Entre o Douro e Trás-os-Montes, a seca reflete-se nos abastecimentos de água à população, nas explorações de gado que já estão a gastar as reservas do inverno e nas quebras de produção na agricultura.

Não chove há meses e na região vão crescendo as preocupações. A face mais visível da falta de água é a agricultura mas também há necessidade de encher os reservatórios de várias aldeias.

“Estamos a sentir algumas dificuldades e, entre junho e novembro, já transportámos dois milhões de litros de água para as freguesias onde o abastecimento de água é feito por captação própria”, afirmou à agência Lusa o vice-presidente da Câmara de Murça, António Marques.

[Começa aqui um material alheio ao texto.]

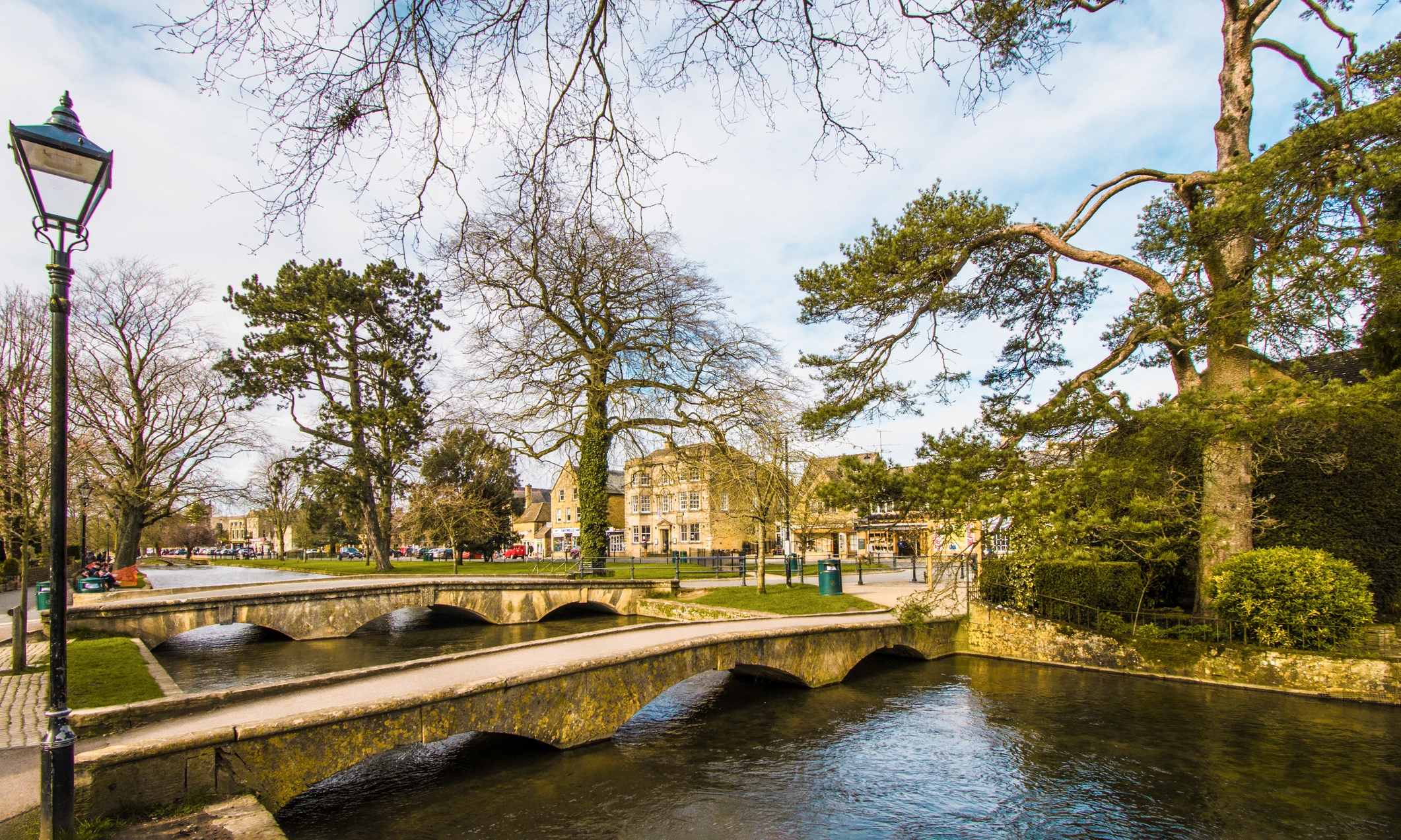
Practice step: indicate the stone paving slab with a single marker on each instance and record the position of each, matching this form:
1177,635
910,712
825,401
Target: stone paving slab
21,709
32,653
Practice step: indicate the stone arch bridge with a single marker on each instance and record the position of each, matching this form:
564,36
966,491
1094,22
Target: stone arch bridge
278,741
328,609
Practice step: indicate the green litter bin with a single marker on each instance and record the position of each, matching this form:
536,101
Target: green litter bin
830,577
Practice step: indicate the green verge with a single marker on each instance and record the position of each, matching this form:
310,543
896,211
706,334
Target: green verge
108,672
799,601
623,570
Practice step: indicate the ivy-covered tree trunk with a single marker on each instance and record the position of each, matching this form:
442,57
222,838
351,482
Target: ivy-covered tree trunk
1226,469
593,482
129,523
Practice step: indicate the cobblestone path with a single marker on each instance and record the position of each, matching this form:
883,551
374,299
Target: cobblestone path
23,699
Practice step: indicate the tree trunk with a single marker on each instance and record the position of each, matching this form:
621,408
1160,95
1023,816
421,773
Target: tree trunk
128,535
593,484
1226,463
379,530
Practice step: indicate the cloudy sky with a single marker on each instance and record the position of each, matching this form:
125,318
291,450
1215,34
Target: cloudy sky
1138,88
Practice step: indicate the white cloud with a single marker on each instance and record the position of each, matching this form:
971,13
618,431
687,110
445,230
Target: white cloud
1140,88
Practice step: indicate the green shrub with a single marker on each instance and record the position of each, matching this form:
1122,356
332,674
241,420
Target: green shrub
1192,631
1291,597
1111,624
1101,584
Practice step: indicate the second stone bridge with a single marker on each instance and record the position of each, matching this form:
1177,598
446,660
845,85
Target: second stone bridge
329,609
278,741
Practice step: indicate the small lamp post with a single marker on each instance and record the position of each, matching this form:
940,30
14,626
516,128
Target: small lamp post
85,495
67,176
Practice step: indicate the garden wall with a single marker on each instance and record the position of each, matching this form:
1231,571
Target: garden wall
1008,635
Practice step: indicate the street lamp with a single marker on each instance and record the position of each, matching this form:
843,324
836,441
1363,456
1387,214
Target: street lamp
67,176
85,495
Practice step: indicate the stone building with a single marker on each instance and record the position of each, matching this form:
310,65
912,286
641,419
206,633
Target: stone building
531,527
883,533
564,500
677,501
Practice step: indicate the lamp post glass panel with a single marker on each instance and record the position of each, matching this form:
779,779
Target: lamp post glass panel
67,176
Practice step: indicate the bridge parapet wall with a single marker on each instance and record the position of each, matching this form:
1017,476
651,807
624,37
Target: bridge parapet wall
565,706
337,612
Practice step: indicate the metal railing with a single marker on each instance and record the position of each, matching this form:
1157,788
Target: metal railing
1180,626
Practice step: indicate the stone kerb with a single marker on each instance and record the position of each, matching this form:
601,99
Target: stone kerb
566,706
337,612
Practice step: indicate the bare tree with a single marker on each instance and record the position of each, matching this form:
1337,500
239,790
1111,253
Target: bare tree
583,332
422,84
277,492
24,428
146,395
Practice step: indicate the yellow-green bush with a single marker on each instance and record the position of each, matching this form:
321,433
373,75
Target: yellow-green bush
1291,597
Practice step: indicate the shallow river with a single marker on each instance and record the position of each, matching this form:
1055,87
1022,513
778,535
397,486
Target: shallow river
221,657
955,748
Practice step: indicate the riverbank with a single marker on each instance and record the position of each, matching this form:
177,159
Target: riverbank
1004,633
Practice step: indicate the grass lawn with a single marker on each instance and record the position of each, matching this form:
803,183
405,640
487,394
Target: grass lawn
479,567
108,671
623,570
800,600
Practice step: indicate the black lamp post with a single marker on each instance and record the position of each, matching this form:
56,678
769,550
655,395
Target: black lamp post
67,176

Desde 01 de janeiro, segundo dados da Proteção Civil, foram contabilizados 799 transportes de água em veículos de bombeiros em concelhos como Murça, Vila Pouca de Aguiar, Chaves, Ribeira de Pena, Montalegre e Santa Marta de Penaguião. Este número não inclui abastecimentos feitos diretamente pelas autarquias.

Em Murça, fazem-se transportes de água semanalmente, principalmente para a freguesia de Carva e Vilares.

“Não faltou a água porque abastecem com os bombeiros. As nossas nascentes já não dão, está tudo seco”, contou Adélia Escaleira, habitante de Vilares, que garantiu que já poupa com banhos rápidos e reutilização de água para rega.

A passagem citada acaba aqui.